Il tam tam parte giorni prima sui social. Gruppi Facebook si animano di foto dei volantini, calcoli sulla convenienza e “suggerimenti” su come accaparrarsi i pezzi migliori. Con l’entrata in vigore dell’offerta, la scena si sposta nei parcheggi: le testimonianze sono ricorrenti, con la fila che inizia a formarsi già (almeno) mezz’ora prima dell’apertura.
All’apertura, il reparto bricolage viene preso d’assalto, con i bancali smantellati in pochi minuti. Poi, nel giro di poche ore, gli stessi prodotti ricompaiono su eBay e Subito a prezzi maggiorati.
È il fenomeno Parkside, una miscela esplosiva di passione per il fai-da-te, offerte aggressive e un effetto collaterale che non accenna a placarsi: l’assenza di limiti di acquisto per la maggior parte dei prodotti. Una scelta che, da anni, alimenta le polemiche tra gli appassionati, i quali si chiedono perché l’azienda non intervenga per frenare il business della rivendita.
Perché Lidl non mette limiti ai prodotti Parkside?
La domanda è ricorrente e la risposta, per quanto sgradita a molti, è semplice e sicuramente legata alla strategia commerciale di Lidl. Per il colosso tedesco, i prodotti Parkside hanno un ruolo preciso: agire come prodotti “traina-offerta” (loss leader).

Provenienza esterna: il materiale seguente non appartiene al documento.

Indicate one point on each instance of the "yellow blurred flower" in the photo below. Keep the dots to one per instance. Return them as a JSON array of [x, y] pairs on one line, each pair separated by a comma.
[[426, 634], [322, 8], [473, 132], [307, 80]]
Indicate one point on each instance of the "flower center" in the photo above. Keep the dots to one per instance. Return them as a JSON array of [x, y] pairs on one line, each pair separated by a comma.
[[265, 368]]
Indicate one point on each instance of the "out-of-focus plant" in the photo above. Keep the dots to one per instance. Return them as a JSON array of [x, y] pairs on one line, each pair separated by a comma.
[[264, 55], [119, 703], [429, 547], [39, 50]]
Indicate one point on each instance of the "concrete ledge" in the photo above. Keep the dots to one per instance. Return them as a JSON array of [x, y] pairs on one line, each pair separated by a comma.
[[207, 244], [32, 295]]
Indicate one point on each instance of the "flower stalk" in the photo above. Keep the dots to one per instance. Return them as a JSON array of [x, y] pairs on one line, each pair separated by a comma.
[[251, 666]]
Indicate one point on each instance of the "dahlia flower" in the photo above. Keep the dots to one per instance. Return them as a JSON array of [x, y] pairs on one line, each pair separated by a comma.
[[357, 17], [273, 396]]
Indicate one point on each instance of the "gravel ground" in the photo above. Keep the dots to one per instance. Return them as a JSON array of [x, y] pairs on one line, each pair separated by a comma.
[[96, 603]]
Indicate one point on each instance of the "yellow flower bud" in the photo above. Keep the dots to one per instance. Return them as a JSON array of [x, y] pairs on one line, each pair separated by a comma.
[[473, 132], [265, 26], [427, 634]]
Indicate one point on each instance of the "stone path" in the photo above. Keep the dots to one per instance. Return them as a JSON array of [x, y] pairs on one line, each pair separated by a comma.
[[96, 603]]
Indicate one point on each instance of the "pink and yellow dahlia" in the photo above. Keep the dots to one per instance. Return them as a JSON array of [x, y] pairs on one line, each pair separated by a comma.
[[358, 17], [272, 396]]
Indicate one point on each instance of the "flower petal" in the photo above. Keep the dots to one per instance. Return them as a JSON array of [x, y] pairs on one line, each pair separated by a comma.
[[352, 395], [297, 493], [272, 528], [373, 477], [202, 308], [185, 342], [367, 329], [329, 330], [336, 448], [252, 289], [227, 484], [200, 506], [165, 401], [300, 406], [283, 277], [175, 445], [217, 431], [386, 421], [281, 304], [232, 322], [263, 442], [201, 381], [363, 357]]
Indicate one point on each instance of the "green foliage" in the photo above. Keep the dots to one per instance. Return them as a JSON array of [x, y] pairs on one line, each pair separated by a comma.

La loro funzione non è primariamente quella di generare profitto diretto, ma di attirare i clienti all’interno del punto vendita.
Un’offerta imperdibile su un utensile a batteria è la scusa perfetta per un cliente per entrare in un Lidl, dove quasi certamente finirà per acquistare anche altri prodotti, dalla spesa di tutti i giorni agli articoli non in promozione, che rappresentano il vero margine di guadagno per l’azienda.
In questo senso, la scarsità generata dalla caccia all’offerta e la conseguente attesa per la prossima tornata di prodotti è, paradossalmente, funzionale a creare un circolo virtuoso di visite ripetute.
Un’azienda che fissasse un tetto di pochi pezzi a persona, come molti chiedono, andrebbe in parte a limitare l’efficacia di questa strategia. Inoltre, limitare un prodotto “a traino” potrebbe essere logisticamente complesso per un’azienda che non vende online in Italia. Se un acquirente acquista 10 utensili, per Lidl è comunque un ottimo risultato, perché ha ottenuto lo stesso l’obiettivo principale: quel cliente è entrato nel suo punto vendita.
È doveroso specificare che Lidl non è contraria a priori a imporre limiti di acquisto. In passato, l’azienda lo ha fatto per alcune categorie di largo consumo, come frutta sciroppata, conserve di pomodoro e carta igienica, durante periodi di particolare tensionamento delle scorte.
La differenza è sostanziale: laddove i limiti vennero introdotti per garantire un accesso equo ai beni di prima necessità in un momento di crisi, la mancata regolamentazione per Parkside sottolinea come l’azienda consideri gli utensili da bricolage come prodotti non essenziali, dove la logica del mercato e della libera concorrenza tra i propri stessi clienti può essere lasciata prevalere.
Il business parallelo e la responsabilità del cliente
L’aspetto che alimenta la frustrazione della community è la pronta ricomparsa degli stessi prodotti su piattaforme come eBay e Subito a prezzi gonfiati. La mancanza di un canale di vendita ufficiale online in Italia, che in altri paesi europei come Germania e Francia invece esiste, e l’assenza di un limite d’acquisto creano un ecosistema perfetto per i cosiddetti “scalpers” (rivenditori abusivi).
Questi acquirenti, a volte organizzati in gruppi, fanno incetta di utensili per poi rivenderli a caro prezzo a chi non è riuscito a trovarli al discount. È un meccanismo che penalizza gli appassionati che cercano un buon prodotto a un prezzo equo, e che trasforma un’opportunità pensata per le famiglie in un terreno di caccia per pochi.
La questione solleva anche un interrogativo etico. Acquistare un prodotto per uso personale è un diritto. Acquistarne molti, svuotando l’intero stock con il solo scopo di fare incetta, è un comportamento che danneggia la comunità. In assenza di una regolamentazione a monte, l’unica arma a disposizione dei consumatori è il buon senso: limitare gli acquisti per sé, segnalare le inserzioni sospette sulle piattaforme e chiedere a Lidl, con maggiore forza, di valutare l’introduzione di un limite di 3-5 pezzi a persona per i prodotti più gettonati. Ma, soprattutto, di investire in un vero e proprio e-commerce italiano per i prodotti Parkside, l’unica mossa che potrebbe davvero democratizzare l’accesso e tagliare fuori i bagarini.